Denise Darvall, who was 25 years old, and her mother had been struck by a drunk driver while crossing a busy street on a Saturday afternoon. Her mother died at the scene. Denise was taken to Groote Schuur. Peter Rose-Innis, the hospital's senior neurosurgeon, attended to her. A skull X-ray showed two serious fractures. She showed no sign of pain when ice water was poured in her ear. In addition, her brain had no sign of electrical activity. A blood transfusion and respirator maintained the beat of her heart.
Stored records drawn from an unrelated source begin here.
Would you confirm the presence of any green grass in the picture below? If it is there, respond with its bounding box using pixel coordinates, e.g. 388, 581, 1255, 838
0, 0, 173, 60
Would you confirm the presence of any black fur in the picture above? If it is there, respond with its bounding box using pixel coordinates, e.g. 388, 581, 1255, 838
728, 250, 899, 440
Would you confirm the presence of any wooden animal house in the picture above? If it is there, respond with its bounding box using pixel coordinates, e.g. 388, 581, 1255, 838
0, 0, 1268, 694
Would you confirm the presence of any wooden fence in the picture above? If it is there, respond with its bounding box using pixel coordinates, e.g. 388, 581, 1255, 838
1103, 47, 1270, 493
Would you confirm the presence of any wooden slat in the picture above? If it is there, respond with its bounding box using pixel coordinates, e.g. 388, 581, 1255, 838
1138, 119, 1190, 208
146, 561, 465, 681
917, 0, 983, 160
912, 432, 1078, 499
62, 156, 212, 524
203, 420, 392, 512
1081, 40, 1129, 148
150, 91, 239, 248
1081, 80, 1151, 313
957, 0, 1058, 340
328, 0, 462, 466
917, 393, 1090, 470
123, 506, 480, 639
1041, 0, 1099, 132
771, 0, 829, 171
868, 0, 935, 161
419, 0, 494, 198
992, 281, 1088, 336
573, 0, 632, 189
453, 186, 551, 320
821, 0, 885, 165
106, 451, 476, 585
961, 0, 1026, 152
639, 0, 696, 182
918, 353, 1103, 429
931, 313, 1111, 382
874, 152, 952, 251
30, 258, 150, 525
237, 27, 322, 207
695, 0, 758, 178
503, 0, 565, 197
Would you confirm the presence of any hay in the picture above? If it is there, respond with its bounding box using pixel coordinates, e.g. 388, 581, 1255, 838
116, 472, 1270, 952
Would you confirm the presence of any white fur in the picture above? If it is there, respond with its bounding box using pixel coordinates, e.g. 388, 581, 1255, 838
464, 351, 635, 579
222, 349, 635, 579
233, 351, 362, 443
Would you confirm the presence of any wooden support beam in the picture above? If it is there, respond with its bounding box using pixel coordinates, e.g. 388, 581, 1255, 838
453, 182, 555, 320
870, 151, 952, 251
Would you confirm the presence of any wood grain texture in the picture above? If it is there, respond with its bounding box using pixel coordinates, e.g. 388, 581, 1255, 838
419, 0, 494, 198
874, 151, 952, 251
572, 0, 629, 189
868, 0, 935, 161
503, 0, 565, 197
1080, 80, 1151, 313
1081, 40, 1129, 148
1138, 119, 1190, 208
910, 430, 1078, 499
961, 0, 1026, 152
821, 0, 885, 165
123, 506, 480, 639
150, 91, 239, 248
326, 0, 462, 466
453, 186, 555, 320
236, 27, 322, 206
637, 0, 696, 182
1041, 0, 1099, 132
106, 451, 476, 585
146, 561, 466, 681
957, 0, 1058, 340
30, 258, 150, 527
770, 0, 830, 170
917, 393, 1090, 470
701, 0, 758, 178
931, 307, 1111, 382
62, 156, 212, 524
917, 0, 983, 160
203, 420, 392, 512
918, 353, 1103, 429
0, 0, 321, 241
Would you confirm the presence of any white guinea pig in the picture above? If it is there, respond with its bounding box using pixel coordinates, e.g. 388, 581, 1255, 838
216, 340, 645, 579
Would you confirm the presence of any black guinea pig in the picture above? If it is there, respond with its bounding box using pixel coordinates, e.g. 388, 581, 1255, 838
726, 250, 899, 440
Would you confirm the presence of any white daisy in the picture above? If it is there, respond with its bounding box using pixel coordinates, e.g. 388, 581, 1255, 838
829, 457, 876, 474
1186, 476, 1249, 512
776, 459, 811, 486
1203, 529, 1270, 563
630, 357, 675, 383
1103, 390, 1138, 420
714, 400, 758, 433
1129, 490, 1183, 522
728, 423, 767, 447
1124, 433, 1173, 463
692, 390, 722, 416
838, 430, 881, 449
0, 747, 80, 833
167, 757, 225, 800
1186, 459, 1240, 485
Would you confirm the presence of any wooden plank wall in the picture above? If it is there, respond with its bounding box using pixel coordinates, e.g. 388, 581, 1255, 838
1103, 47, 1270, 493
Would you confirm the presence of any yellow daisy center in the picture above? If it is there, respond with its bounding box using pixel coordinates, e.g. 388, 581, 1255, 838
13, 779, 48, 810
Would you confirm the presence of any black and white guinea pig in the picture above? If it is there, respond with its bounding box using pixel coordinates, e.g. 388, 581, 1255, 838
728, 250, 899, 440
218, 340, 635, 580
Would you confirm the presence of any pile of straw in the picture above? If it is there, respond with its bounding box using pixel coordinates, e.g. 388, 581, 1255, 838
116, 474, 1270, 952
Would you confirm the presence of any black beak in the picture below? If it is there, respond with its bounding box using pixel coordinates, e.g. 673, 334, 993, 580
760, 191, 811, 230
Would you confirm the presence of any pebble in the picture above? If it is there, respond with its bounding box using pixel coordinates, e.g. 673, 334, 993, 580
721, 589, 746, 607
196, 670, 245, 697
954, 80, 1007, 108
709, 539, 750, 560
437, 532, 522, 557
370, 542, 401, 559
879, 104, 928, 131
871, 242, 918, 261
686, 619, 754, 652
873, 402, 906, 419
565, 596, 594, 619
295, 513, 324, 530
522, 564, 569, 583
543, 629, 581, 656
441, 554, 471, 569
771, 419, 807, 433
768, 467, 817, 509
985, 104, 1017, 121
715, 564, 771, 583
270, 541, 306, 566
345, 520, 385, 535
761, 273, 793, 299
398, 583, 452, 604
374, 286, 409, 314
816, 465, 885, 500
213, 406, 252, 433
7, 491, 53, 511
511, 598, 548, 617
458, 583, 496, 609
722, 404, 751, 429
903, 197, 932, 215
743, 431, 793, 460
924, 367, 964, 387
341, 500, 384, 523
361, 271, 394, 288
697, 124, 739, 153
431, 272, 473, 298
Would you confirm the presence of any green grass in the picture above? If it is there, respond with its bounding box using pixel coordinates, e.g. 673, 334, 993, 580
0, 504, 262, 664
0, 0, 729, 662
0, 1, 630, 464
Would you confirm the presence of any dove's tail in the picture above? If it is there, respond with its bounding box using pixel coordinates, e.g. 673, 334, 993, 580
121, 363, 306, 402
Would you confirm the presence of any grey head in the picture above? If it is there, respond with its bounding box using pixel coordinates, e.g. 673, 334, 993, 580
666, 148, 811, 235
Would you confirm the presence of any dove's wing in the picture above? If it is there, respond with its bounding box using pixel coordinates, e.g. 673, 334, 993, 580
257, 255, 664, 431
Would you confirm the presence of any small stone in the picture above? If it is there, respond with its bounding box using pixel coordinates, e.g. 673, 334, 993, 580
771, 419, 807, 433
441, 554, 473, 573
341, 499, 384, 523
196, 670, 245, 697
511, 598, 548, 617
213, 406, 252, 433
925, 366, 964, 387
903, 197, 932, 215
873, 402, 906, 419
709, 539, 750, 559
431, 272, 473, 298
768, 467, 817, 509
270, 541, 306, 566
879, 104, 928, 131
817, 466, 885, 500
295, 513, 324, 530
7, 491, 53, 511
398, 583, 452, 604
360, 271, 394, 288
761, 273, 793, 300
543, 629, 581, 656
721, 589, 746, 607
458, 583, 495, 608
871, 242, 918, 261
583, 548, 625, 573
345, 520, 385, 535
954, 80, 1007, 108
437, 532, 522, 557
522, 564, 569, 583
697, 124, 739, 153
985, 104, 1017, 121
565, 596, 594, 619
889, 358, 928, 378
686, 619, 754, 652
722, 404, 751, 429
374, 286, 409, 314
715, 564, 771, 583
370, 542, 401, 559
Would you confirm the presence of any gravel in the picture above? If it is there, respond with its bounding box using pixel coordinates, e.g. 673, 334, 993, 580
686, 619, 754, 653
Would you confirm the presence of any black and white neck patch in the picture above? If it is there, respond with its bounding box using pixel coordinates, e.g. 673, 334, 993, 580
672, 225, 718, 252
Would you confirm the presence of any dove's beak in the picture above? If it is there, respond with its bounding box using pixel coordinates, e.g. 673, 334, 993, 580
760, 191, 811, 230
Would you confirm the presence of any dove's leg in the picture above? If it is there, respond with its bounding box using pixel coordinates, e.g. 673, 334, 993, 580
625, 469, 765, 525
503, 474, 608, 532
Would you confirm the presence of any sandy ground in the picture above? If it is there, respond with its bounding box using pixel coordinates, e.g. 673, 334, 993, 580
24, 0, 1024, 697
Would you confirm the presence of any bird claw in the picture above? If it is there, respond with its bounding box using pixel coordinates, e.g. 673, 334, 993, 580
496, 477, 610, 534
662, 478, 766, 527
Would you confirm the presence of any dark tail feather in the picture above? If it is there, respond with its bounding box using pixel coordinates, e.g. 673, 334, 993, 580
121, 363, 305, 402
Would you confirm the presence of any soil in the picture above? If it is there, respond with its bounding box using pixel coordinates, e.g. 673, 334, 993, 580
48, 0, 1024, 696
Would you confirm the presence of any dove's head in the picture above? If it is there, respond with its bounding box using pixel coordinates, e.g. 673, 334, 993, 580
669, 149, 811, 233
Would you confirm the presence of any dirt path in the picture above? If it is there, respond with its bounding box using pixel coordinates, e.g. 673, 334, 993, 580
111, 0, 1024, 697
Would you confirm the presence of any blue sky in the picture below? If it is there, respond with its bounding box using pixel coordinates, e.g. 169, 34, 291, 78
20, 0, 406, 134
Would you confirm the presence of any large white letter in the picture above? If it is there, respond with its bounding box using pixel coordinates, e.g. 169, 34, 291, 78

Coert Venter and Bertie Bosman were the doctors who approached Denise's father Edward Darvall and asked for permission to use her heart for a possible transplant. He had been at the scene of the original accident and had been sedated after being brought to the hospital. As he waited, he thought they were still trying to save his daughter's life. Bosman told him there was a man in the hospital who was desperately ill and in need of a heart transplant, and perhaps Edward could do him a great kindness if they would allow them to transplant his Denise's heart. Bosman and Venter withdrew from the room, saying that he should take as long as needed to consider their request and that they would understand if he declined to give his consent.

In the four minutes Edward Darvall took to reach his decision he thought of his daughter, a birthday, and a gift she had given to him from a first salary. He began to cry and decided what needed to be done. He composed himself and summoned the doctors back to the small room. He told them that if they could not save his daughter, they must try to save this man.

Although Washkansky died of pneumonia eighteen days after the transplant because of a weakened immune system, Barnard regarded the surgery as a success because the heart was "not being stimulated by an electrical machine". As Barnard related in his book, One Life, a decision was made on the fifth postoperative day to bombard Washkansky's system with immunosuppressants to guard against a potential rejection of the new heart. As later heart transplants would reveal, the signs noted at that time were part of a resettling program for the new heart and not necessarily an indication of rejection.